But she held her tongue. The breakthrough came in the summer of 2026. Ellie was granted access to a private collection in Virginia—the estate of a descendant of Edwin Stanton, Lincoln’s Secretary of War. In a sealed box, untouched since 1903, she found a journal.
Ellie stared at the page for a long time. Then she photographed every word. The exoneration did not come quickly. It came in fits and gasps, like a man drowning who finally breaks the surface.

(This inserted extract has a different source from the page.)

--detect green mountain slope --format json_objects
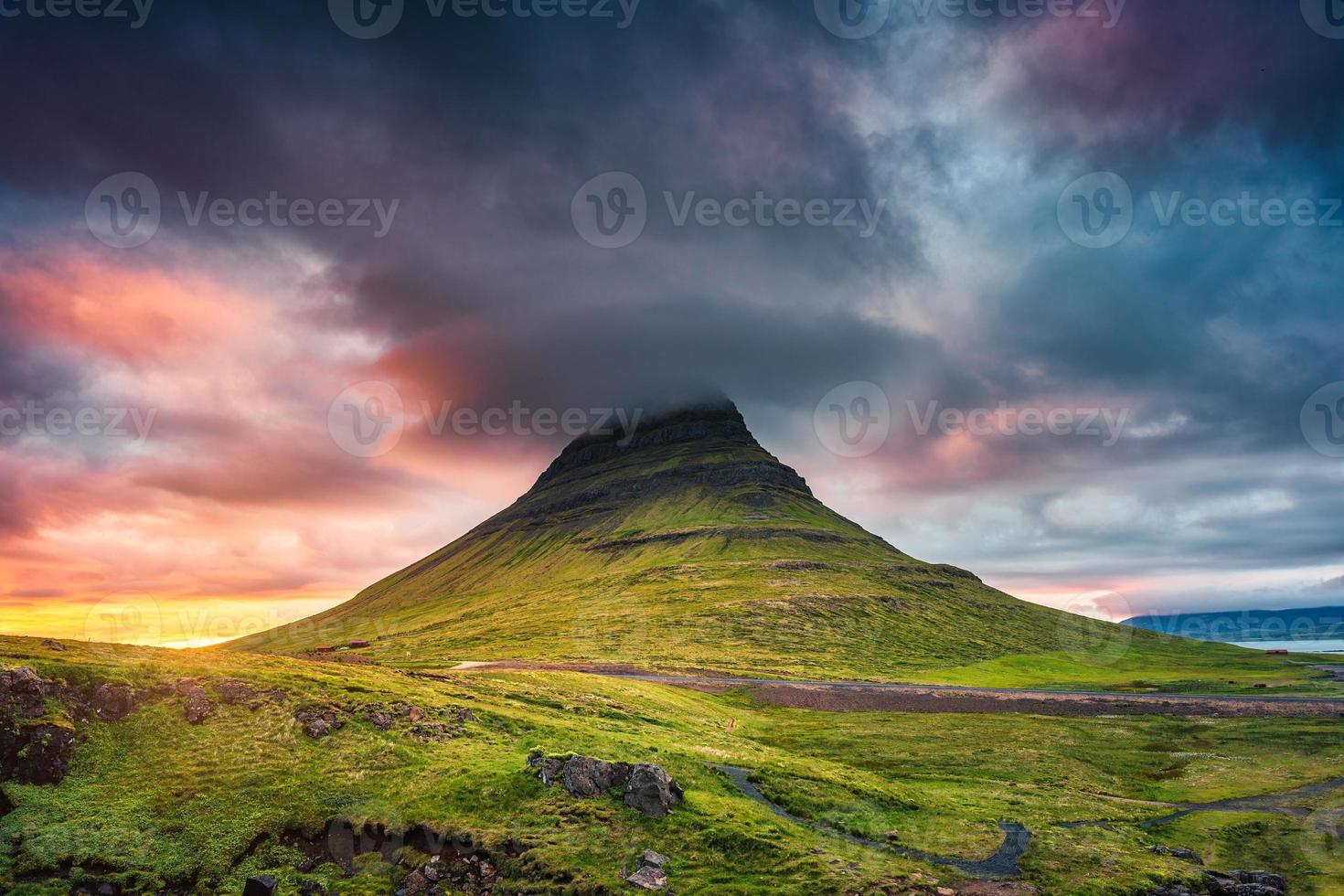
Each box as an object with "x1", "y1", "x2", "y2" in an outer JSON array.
[{"x1": 231, "y1": 400, "x2": 1317, "y2": 689}]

After the ceremony, a reporter asked her the same question she had asked a thousand times. But now the words came out different. when does lincoln get exonerated
He sighed. “Ellie, exoneration is for the wrongly accused. But who accused him? A few forgotten letters from a dead soldier? There’s no case. There’s no trial. There’s no court that has jurisdiction over a dead president from a hundred and sixty years ago.”
Stanton’s journal.
And on a cold November morning, President Maya Chen stood at a podium in Springfield, Illinois, and read a joint resolution of Congress.
“They brought the prisoner in last night. A tall man, rough clothes, calling himself ‘A. Lincoln.’ The guards laughed, but the man had the same deep eyes as the president’s portraits. He keeps insisting he is the real one, that the man in the White House is a fraud. They say he’s mad. But I watched him split rails this morning—for the exercise, he said. And he did it better than any farmer I’ve ever seen.” But she held her tongue
The letters went on. According to Silas, the man claiming to be the real Lincoln was held for three months, then quietly moved to a military hospital in Maryland, where he died of “consumption” in the spring of 1862. His grave was unmarked.